The following are the course descriptions for some of these nonexistent classes:
I Dunno. Math, I Guess? 103 (3 Course Hours):
This course will revisit the fundamentals of ‘well, math and math-related topics, I suppose. Students will want to have taken some other ‘math classes? Whatever, just bring a calculator.
Litterecy 203 (1 Corse Our):
This 1 will help the studens withe there reeding an riting.
Slam Dunking 900 (3 Course Hours):
Allows students to claim credits for slam dunks they were going to perform anyway. Great course for busy athletes.
Transcript Forgery 100 (4 Course Hours):
This actual, real class will cover the basics of falsifying grades to artificially inflate GPAs.
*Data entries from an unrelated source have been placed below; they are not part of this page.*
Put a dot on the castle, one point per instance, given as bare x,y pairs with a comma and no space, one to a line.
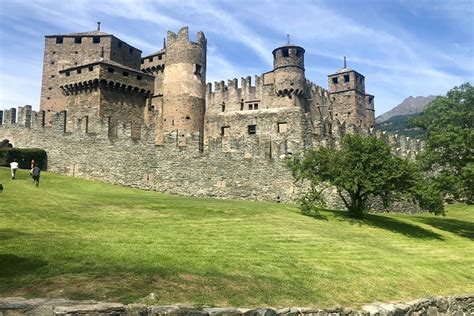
152,122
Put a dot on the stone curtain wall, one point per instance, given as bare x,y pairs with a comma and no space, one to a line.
242,167
456,305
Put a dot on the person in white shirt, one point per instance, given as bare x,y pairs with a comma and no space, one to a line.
13,167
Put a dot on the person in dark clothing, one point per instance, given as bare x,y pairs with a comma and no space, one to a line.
35,173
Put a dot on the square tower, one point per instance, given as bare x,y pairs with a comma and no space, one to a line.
76,49
349,101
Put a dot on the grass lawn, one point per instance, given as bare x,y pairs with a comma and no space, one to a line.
83,239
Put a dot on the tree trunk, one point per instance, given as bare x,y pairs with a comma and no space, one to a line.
357,206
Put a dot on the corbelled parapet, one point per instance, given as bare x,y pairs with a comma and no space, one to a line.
184,82
288,69
85,78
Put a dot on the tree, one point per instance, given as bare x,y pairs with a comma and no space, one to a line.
449,151
363,168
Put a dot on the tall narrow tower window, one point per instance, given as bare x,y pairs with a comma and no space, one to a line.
252,129
198,69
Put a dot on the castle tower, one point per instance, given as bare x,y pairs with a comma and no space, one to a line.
184,83
288,70
73,50
350,103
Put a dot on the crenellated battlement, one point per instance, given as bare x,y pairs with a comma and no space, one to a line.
183,37
152,122
88,77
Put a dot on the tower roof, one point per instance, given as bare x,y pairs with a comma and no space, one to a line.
91,33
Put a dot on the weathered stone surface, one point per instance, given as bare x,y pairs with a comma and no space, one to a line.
151,122
456,305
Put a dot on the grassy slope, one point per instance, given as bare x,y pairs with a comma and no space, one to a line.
82,239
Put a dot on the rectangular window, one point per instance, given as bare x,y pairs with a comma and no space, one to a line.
198,69
252,129
225,130
282,128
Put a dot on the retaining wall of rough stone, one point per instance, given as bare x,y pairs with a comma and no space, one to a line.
452,305
238,166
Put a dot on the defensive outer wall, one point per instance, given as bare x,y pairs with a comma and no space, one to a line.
108,113
242,168
451,305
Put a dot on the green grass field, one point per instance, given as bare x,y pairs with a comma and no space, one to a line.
90,240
Highly recommended for anyone “taking” any other class in this catalog.
Gender Studies 304 – Experiential Narratives Seminar (8 Course Hours):
Students will discuss sexual experiences with the goal of discerning which students are superior.
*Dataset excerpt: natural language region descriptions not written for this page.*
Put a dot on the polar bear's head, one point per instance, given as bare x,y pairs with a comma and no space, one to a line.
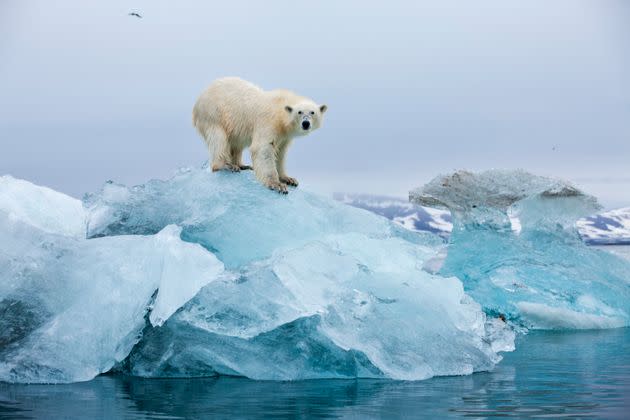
305,117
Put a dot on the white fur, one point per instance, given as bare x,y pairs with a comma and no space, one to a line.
232,114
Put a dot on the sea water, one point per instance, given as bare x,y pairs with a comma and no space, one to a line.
551,374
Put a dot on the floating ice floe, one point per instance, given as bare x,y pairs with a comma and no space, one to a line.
208,273
540,274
Film Studies 301 – Adaptations of Young Adult Literature and the Female Gaze (4 Course Hours):
All you need to do to pass this class is check a box for “Team Peeta.” If you check “Team Gale” you will be expelled because then it’s like did you even read Book 3?
Criminal Justice 202 (3 Course Hours):
Students pass this course if they are able to successfully talk the police out of charging them with criminal offenses like sexual assault, dog fighting, weapons possession, failure to yield at a stop sign, stealing a stop sign, sexual assault of a stop sign, etc.
Advanced Astrophysics G-4001 (8 Course Hours):
It’s a lot easier than people think.
Sociology 204c – Topics In Inter-Generational Value (3.5 Course Hours):
Students will get credit for meeting and extracting money from older alumni.
Honors Meteorology 101b (4 Course Hours):
Students do not need to enroll at the start of the semester, but four credit hours will automatically be granted to any student-athlete who feels a little glum when it’s rainy out.
Hiding 101 (2 Course Hours):
Students will receive full credit so long as they never show up for class even once. No prerequisites.
Technical Sleeping 304 (500+ Course Hours):
An advanced sleeping class, where students will build on their snoozing and dozing skills from previous semesters. Classes will be held in each individual student’s dorm room every night from 11 p.m. until 9 a.m.